Previously, the EP resolution on European conscience and totalitarianism had triggered the most discernable critique of the antitotalitarian coalition in Europe. In one of the competing motions that preceded the resolution’s adoption, Socialist MEPs argued that “official political interpretations of historical facts should not be imposed by means of majority decisions of parliaments.” Further, the MEPs noted that “20th century history of Europe is very complex and ambivalent, as are people’s memories of it” (European Parliament 2009b). While the latter amendment was not adopted in the final version, the socialists were successful in including various warnings against the political instrumentalization of history, while simultaneously replacing the terminology of “communist” with “Stalinist” crimes (European Parliament 2009a). However, even the final version was displeasing to several Socialists MEPs. In the words of British MEP Glyn Ford, the resolution included “elements of a historical revisionism that flies in the face of a demand for objective analysis” and “threatens to dilute the unique nature of the Nazi crimes” (European Parliament 2009c).

However, none of these outlined concerns seems to have gained political traction. A September 2019 EP resolution on the importance of European Remembrance for the future of Europe, while still referencing Holocaust uniqueness, contained various references to “crimes of totalitarian Communist regimes.” In addition, it directly blamed the Nazi-Soviet Molotov-Ribbentrop Pact for the outbreak of World War II, in line with the historiography advanced by memory institutes, and it called for greater EU support for the activities of the Platform. Ultimately, anticommunist entrepreneurs seem to have been favored by renewed concerns among liberals and conservatives related to Russia’s influence in Europe. The resolution denounced Russian efforts to “distort historical facts and whitewash crimes committed by the Soviet totalitarian regime,” which have been deemed “a dangerous component of the information war waged against democratic Europe that aims to divide Europe.” Most significantly, the declaration failed to call for any caution against the political instrumentalization of the past, as had been the case in 2009 (European Parliament 2019).

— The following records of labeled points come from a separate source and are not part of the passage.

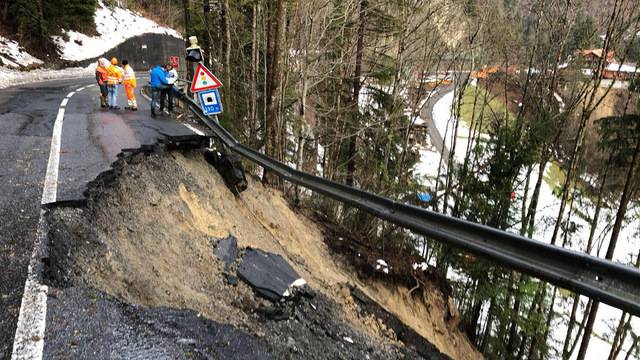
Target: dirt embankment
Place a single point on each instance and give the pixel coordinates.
(147, 238)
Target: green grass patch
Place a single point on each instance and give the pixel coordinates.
(555, 177)
(488, 108)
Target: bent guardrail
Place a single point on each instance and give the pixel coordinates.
(606, 281)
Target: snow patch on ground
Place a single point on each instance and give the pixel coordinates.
(115, 25)
(547, 212)
(12, 55)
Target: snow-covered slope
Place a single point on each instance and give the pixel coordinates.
(12, 55)
(114, 26)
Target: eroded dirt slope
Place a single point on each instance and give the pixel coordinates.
(147, 238)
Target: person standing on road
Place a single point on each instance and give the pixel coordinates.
(130, 86)
(102, 76)
(158, 82)
(172, 77)
(113, 81)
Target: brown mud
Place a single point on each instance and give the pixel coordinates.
(146, 236)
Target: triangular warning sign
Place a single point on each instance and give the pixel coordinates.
(203, 79)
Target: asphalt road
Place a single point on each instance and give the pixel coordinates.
(91, 139)
(427, 115)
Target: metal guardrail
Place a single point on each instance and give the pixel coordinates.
(609, 282)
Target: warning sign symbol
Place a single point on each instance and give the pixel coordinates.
(204, 80)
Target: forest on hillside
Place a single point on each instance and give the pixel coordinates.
(339, 88)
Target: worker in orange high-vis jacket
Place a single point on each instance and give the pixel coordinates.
(101, 77)
(114, 79)
(130, 86)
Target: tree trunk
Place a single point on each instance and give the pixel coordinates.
(273, 136)
(622, 210)
(253, 104)
(357, 86)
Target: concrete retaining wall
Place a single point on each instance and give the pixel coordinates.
(146, 51)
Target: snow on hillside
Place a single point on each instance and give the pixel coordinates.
(12, 55)
(548, 208)
(115, 25)
(11, 77)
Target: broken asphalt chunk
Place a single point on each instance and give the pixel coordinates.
(268, 274)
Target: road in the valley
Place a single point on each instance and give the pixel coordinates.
(427, 116)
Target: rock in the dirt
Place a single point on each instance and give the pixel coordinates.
(227, 251)
(268, 274)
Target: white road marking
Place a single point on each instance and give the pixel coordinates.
(195, 130)
(29, 339)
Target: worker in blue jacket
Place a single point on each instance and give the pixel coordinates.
(158, 82)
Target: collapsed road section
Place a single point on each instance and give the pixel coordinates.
(161, 260)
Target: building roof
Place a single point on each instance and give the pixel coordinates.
(597, 53)
(627, 68)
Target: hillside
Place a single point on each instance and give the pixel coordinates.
(147, 237)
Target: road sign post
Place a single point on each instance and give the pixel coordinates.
(203, 79)
(210, 102)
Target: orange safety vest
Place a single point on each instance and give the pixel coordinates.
(114, 75)
(101, 74)
(129, 76)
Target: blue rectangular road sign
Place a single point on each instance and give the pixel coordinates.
(210, 102)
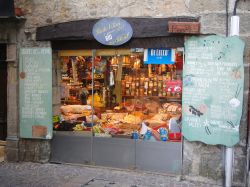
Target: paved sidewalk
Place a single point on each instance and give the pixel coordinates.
(28, 174)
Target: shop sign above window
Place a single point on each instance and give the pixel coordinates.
(112, 31)
(35, 93)
(159, 56)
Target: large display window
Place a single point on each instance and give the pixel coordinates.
(115, 93)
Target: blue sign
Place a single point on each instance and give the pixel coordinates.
(159, 56)
(112, 31)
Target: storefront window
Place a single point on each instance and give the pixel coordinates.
(128, 99)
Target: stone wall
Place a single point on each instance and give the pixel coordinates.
(200, 160)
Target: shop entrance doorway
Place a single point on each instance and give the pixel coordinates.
(115, 109)
(3, 92)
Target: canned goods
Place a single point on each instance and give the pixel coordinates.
(163, 134)
(135, 135)
(147, 135)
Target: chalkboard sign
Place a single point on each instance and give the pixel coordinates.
(112, 31)
(35, 93)
(213, 84)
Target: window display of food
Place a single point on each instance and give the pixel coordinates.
(130, 99)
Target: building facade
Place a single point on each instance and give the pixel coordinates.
(200, 161)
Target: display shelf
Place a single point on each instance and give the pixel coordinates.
(91, 78)
(170, 98)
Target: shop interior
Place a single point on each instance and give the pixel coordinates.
(115, 93)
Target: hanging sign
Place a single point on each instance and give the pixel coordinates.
(213, 84)
(35, 93)
(159, 56)
(112, 31)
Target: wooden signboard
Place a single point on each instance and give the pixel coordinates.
(112, 31)
(35, 93)
(184, 27)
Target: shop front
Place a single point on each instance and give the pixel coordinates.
(132, 104)
(118, 106)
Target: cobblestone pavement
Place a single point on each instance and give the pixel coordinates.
(28, 174)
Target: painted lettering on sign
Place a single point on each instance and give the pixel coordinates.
(213, 84)
(159, 56)
(112, 31)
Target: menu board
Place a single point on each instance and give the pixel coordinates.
(213, 84)
(35, 93)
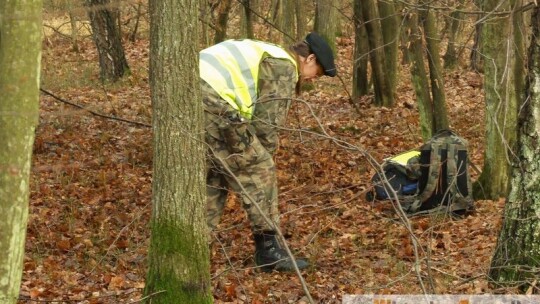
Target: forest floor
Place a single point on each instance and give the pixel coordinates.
(90, 204)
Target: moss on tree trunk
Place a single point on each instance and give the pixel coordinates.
(20, 59)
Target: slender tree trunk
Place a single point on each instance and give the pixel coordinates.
(112, 59)
(370, 15)
(224, 8)
(74, 28)
(247, 21)
(440, 116)
(517, 255)
(326, 21)
(477, 61)
(178, 254)
(450, 56)
(20, 59)
(289, 14)
(419, 76)
(361, 51)
(502, 48)
(391, 33)
(300, 20)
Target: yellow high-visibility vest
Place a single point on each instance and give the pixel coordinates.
(231, 68)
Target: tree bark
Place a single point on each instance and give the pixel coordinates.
(247, 21)
(326, 21)
(390, 33)
(419, 76)
(178, 254)
(503, 66)
(450, 56)
(288, 16)
(440, 116)
(370, 15)
(517, 255)
(224, 7)
(300, 20)
(112, 59)
(20, 59)
(361, 55)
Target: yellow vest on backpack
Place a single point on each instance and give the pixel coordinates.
(231, 68)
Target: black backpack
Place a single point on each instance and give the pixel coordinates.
(445, 182)
(402, 173)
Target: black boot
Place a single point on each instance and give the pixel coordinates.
(269, 255)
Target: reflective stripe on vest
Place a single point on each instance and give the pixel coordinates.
(231, 68)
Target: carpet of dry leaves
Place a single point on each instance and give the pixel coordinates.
(88, 227)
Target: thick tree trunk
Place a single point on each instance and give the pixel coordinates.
(112, 59)
(502, 48)
(178, 254)
(517, 255)
(440, 116)
(20, 59)
(370, 15)
(419, 76)
(361, 50)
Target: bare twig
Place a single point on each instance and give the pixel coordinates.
(141, 124)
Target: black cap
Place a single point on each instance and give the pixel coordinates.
(323, 52)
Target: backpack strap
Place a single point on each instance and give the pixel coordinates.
(451, 169)
(433, 175)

This article shows that the various national trajectories of communist extrication and recent efforts to Europeanize an antitotalitarian “collective memory” are more entangled than had been previously claimed. This entanglement has its origins in the 2000s, when anticommunist entrepreneurs, a group of committed anticommunists who straddle the boundary between politics and academia, converged on the need for a “revolution” that would unseat powerful and hidden “former communist” networks. Faced with the need to mobilize a relatively indifferent public, anticommunist entrepreneurs proposed a public education offensive in the form of memory institutes. The symbolic capital of anticommunism, previously up for grabs in the political field, is now regulated and apportioned by institutions that seek to legitimate scientifically the “unfinished revolution.” By occupying the interstitial space between politics and historiography, memory institutes thus created a “thick boundary,” a space of transactions and alliances that has nonetheless lacked the autonomy and oppositions that typify a field.

The diffusion of memory institutes did not considerably alter this social topography, that is, until anticommunist entrepreneurs began identifying opportunities to rework the existing power arrangement through EU membership. If, in the past, anticommunist entrepreneurs were only accountable to their domestic political patrons, they could now play the contradictory pulls of the Eurocratic field and domestic politics off each other. While driven by a shared goal of a European condemnation of communism, the need to organize these pulls, translated into ideological (liberal vs conservative) and tactical (“Holocaust uniqueness” versus “totalitarianism”) oppositions, provided the fundamental impulse for field emergence—one that, over time, has produced autonomous governing bodies, a distinct division of labor between holders of anti-communist and holders of scientific capital, and specific membership rules.

While the field of anticommunism imposes sacrifices and compromises on its members, its power to retain them lies on the promise of a scientific and “European” legitimation for antitotalitarianism: With every symbolic victory at the European level, every regional show of unity, every step towards a homogenized narrative, communism is reaffirmed as totalitarian, as unchanging in time and space, inclusive of its “covert,” post-communist incarnations. By extension, the already fragmented domestic resistance to antitotalitarianism, whether by liberals, social democrats, or historians, is “provincialized” in the face of a European consensus. Hence why, even under this new arrangement, politicians have every incentive to reduce political control while maintaining material, political, and logistical support for memory institutes; after all, the legitimacy of their principal product, scientific capital, rests on an ideal of autonomy, one that now finds validation in “Europe.”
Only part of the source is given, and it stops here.